About
The Kindergarten Survival Handbook &
El Manual de Cómo Sobrevivir el Jardín de Niños

     The Kindergarten Survival Handbook and its Spanish-language version, El Manual de Cómo Sobrevivir el Jardín de Niños, were written to help all parents send their children to school "ready to learn:" to thrive-- as well as survive-- in Kindergarten.

     Written by Allana Elovson, Ph.D., an educational psychologist and the founding director of California's Project Home Start, the books contain more than 200 cheerful illustrations by Andrea Elovson, and present the whys, the whats, and the hows of Kindergarten readiness in simple, straightforward language accessible to parents and caregivers of all kinds.

     The Kindergarten Survival Handbook and El Manual de Cómo Sobrevivir el Jardín de Niños, translated by Lita Charlot Arellanos, have proven be a boon to all parents who want to insure a good first school experience for their child. They are particularly useful to working parents, adoptive parents, teen parents, and parents whose children have disabilities, or are at risk with some developmental delay.

     Part I, "The Before School Checklist," prepared with the help of master kindergarten teachers, presents the basic information that helps children start school ready, and eager, to learn. The exceptionally clear and attractive layout enables parents to get a good sense of their child's readiness, and to identify things their children may not yet have learned.

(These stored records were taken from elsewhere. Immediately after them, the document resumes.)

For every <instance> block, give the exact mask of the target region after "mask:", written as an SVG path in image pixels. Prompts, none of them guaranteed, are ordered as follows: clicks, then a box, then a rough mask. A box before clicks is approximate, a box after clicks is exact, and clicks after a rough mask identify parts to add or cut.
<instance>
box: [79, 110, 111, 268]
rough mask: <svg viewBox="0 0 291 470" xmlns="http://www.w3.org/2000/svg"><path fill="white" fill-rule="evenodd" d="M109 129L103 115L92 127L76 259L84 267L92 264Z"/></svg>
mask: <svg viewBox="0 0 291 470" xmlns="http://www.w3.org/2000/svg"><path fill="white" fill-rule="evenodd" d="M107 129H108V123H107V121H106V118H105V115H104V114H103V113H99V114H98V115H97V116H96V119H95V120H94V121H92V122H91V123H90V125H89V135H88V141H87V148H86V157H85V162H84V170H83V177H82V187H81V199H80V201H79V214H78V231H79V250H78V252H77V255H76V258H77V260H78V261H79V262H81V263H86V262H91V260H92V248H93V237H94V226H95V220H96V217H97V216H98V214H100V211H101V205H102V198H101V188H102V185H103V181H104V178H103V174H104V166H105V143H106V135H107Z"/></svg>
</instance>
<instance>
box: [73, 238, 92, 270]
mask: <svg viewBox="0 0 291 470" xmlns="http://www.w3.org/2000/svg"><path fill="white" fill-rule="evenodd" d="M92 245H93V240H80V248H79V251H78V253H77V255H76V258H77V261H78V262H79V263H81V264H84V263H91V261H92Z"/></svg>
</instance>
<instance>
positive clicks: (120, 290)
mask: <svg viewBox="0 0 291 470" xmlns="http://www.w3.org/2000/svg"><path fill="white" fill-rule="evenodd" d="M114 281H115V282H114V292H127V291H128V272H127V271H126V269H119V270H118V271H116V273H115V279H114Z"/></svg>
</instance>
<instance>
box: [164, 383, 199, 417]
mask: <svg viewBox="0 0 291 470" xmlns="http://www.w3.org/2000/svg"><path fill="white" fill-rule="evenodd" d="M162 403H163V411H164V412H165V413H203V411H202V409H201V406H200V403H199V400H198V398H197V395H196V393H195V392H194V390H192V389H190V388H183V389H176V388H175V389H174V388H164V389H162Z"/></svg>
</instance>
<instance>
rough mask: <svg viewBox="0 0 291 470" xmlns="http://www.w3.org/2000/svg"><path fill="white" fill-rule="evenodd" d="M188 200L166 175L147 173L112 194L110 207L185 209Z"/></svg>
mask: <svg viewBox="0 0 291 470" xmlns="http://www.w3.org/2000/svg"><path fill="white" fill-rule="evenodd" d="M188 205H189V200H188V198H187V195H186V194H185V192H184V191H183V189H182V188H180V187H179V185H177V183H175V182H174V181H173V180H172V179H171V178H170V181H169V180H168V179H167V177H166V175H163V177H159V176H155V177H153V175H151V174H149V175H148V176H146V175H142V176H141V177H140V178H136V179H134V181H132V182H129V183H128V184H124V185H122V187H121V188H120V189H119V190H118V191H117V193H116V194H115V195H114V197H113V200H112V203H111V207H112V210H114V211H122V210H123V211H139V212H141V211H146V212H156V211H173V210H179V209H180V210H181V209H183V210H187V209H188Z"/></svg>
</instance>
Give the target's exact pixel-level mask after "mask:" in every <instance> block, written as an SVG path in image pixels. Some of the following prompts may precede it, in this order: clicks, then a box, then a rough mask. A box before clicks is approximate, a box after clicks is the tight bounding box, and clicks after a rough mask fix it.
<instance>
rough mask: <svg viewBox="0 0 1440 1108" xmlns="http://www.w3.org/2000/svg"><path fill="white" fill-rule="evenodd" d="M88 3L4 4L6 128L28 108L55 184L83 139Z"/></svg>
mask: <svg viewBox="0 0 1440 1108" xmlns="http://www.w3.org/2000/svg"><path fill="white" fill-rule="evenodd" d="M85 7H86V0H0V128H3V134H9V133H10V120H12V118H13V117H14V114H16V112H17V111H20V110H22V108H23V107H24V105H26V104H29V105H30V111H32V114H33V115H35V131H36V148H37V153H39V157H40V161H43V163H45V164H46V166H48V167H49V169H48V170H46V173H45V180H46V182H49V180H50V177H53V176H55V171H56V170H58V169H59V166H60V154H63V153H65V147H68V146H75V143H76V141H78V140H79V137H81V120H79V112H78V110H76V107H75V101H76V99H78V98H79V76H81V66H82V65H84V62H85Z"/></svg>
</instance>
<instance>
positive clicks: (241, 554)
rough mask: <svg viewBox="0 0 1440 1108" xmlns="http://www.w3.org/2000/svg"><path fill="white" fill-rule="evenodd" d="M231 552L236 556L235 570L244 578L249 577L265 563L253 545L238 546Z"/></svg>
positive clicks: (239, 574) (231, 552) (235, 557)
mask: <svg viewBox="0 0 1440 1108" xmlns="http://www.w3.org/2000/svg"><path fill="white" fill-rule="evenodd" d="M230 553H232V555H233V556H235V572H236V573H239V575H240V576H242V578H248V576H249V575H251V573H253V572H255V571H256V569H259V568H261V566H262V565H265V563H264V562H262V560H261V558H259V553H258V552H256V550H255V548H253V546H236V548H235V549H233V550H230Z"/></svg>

     Then, "A Guide for Parents" offers many simple, inexpensive, and enjoyable ways that even the busiest parent or caretaker can use to teach these things, using only everyday events and ordinary objects, such as sorting socks, setting the table, or waiting for a bus. There is helpful advice on how children learn, and positive and supportive ways to keep teaching and learning enjoyable for both parents and children. Everyone's self esteem is enhanced, and the bond between parents and children is greatly strengthened.

     The author stresses that even after children enter school, parents continue to be the most important people in children's education, and that things that only parents can do are the things most crucial to children's school success.

     The last section, "The Next Step," deals with the importance of parents staying involved in their children's education after they enter school, and suggests ways they can establish a comfortable and mutually beneficial relationship with their children's teachers and school.

     The Kindergarten Survival Handbook and El Manual de Cómo Sobrevivir el Jardín de Niños are already being used by hundreds of school systems and thousands of parents around the country, and have been enthusiastically reviewed by early childhood experts, teachers, newspapers, and parents, themselves.